First, since you're looking for a baby G, visually inspecting the soundboard is simple. Anything other than a few small surface cracks? Very bad. Cracks more than 2" long? Very Bad. Can they be fixed by an expert with banding? Yes, but the deal gets diminished by repair costs.
Look for broken, frayed, bent, or unwound strings. Restringing a piano is pricey.
Play each key. Use the same hard, hit. Look to see if any keys rebound slower than others. If that happens, it will probably be in groups. If you see that, play those same keys lightly. If another key moves while pressing one, it will need, at the least, keys removed & sanded. You can do that yourself. If it's bad, the keys will need precision deplaning. That's expensive.
By touch, check the hammers. They should be firm, but not like a rock. That's easy to do on any piano. Same with the dampers.
Check the pedal action. There should be no resistance. When pressing the far right pedal, the entire damper assembly should lift equally. If not, the lever is probably bent. The far left pedal, when tested should move the whole hammer set down & forward. It shortens the throw, so it plays quieter. The huddle pedal is the sustenuto. It only works when keys are down. If that doesn't work well, you can ignore it. One has to be very accomplished to use it properly, and even good piano players barely use it. (Count me in that group.)
Play each key in octaves. In can be out of tune a bit, but if something is way off it may be the pin block has dried & shrunk. They can be fixed without a lot of cost, if you do it yourself.
Finally, watch the hammers as you play each key. The hammer should throw & the dampers lift at essentially the same time. If they don't, there are escapement issues. The entire piano will need to rebuilt. $$$$
I completely rebuilt an old upright I bought for $25 about 1983.

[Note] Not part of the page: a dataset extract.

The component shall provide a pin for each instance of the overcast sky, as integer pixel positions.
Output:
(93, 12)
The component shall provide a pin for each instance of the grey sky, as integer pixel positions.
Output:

No soundboard issues, but the rest of the piano was a wreck. I took the whole thing apart, restrung it, recalibrated everything, sanded the keys, conditioned the hammers, & injected a polymer into the pinblock. Put everything back together. Played it for 30 years.
I replaced it when a music store owner I know offered me a $10,000 console piano, with inherently better tone, for the difference between his cost & what insurance would cover for cabinet damage on the right side. (The piano was going to go into a corner where that side would be anyway.). Paid $2,700. Sold my old upright for a grand.
So, I paid $25 for it, played it for 30 years, and sold it for a thousand.
Sorry, this reply was longer than I thought it would be.